Suasana hening ketika upacara sudah dimulai, Hari itu Pak Teuku Umar bertugas sebagai Pembina upacara. Badannya yang tegak dan wajah yang menurutnya penuh karismatik diusia yang sebenarnya tidak lagi muda “Hari ini tepat tanggal 1 Oktober seperti yang sudah kita ketahui merupakan peringatan Hari Kesaktian Pancasila. Upacara yang kita lakukan ini dipilih sebagai sarana untuk mengenang bagaimana lahirnya Hari kesaktian pancasila 47 tahun silam“ terdengar suara Pembina Upacara diawal pidatonya pada pagi itu melalui pengeras suara. “Hari Kesaktian pancasila sebagai bukti bahwa Pancasila mampu menumpas komunis dan Partai Komunis Indonesia (PKI) tahun 1965” lanjutnya lagi. Pembina dengan lantang meneruskan pidatonya. Tiba-tiba terdengar suara gaduh dibarisan kelas 2, rupanya salah seorang siswi pingsan. Dengan sigap Kartini dan 2 orang rekannya serta Pak Patimura dan ibu Fatmawati membawa siswi tersebut ke ruang UKS sekolah. Ibu Fatmawati yang bersedia menjaga siswi tersebut sementara Kartini dan Pak Patimura kembali kebarisan guru untuk kembali mengikuti jalannya upacara.
“Bangsa Indonesia terdiri dari berbagai elemen, termasuk suku, ras, agama dan sebagainya. Namun Pancasila, itulah konsep dan tujuan kemerdekaan sebagai salah satu ideologi Negara kita. Karena itu kalian sebagai generasi penerus bangsa, wajib mengamalkan dan mempertahankan nilai-nilai luhur Pancasila karena  merupakan ideology dan jati diri bangsa kita” ucap Pak Pangeran Antasari penuh semangat di akhir pidatonya. Jika itu merupakan drama maka mungkin Kartini lah orang pertama yang memberikan tepuk tangan paling keras. Semangat beliau yang menggebu-gebu seakan menjalar ke dalam tubuhnya, dia sebagai guru muda yang baru saja diangkat menjadi seorang PNS.

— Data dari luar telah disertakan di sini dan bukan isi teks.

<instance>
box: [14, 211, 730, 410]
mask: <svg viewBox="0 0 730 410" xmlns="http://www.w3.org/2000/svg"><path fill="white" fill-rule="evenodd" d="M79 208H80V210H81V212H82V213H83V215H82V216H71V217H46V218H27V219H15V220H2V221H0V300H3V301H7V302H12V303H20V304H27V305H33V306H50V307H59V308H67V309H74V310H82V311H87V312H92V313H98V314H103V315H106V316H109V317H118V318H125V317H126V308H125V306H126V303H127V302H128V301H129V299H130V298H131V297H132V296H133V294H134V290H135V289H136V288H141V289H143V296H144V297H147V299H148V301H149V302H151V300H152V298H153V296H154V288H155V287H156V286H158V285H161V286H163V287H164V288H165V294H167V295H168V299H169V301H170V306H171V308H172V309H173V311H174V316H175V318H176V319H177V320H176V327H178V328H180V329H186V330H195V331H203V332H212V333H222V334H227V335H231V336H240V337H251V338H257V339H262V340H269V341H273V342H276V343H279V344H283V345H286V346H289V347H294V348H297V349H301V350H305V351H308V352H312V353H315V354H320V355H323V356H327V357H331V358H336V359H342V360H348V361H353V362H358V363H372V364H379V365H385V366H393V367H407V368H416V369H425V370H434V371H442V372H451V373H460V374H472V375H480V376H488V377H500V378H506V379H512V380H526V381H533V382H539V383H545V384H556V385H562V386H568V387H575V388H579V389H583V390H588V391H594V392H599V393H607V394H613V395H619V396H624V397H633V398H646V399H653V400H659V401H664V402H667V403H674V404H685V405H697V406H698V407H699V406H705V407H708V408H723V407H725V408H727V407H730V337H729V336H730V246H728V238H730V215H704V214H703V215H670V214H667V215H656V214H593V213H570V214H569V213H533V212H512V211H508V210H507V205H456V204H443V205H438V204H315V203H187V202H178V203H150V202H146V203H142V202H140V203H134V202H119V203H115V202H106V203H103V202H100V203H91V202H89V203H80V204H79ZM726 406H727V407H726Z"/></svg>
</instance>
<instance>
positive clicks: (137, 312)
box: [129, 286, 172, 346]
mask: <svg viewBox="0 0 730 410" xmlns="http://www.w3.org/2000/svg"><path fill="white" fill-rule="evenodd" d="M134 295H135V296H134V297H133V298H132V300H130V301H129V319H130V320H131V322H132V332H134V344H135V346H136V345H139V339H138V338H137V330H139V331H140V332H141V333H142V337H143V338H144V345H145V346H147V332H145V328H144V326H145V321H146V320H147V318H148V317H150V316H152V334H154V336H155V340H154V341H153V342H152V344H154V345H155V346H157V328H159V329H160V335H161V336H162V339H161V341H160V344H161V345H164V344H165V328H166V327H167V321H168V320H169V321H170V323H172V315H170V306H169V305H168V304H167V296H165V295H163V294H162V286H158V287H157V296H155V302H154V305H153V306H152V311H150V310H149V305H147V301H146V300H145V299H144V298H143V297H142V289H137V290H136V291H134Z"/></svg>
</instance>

“Waaaah… Pak Patimura benar-benar keren, tegas, penuh semangat dan sangat karismatik. Ya kan Pak Otto?”  ucap Cut kepadanya setelah upacara selesai. Cut adalah salah seorang siswinya yang termasuk nakal namun berprestasi, didalam kelas pun dia termasuk yang paling aktif menjawab jika dia memberikan pertanyaan dan paling aktif bertanya jika dirasa memang dia tidak mengerti. Kartini tertawa mendengar ucapannya.
“Jadi, bagaimana cara kamu memaknai Hari Kesaktian Pancasila ini Vivian?”Tanya Pak Otto.
“Gimana ya Pak? Mungkin seperti yang dikatakan Pak Pangeran Antasari mengamalkan pancasila, tidak akan berbuat yang sia-sia, apalagi itu sampai melanggar norma-norma yang ada” jawab Vivian sambil tersenyum.
“Nah itu baru siswi bapak, tapi jangan cuma dimulut ya tapi dihati juga terus realisasikan dengan perbuatan” sahutnya perlahan namun pasti. Jauh dalam hati dia berharap bangsa ini bisa menjadi lebih baik.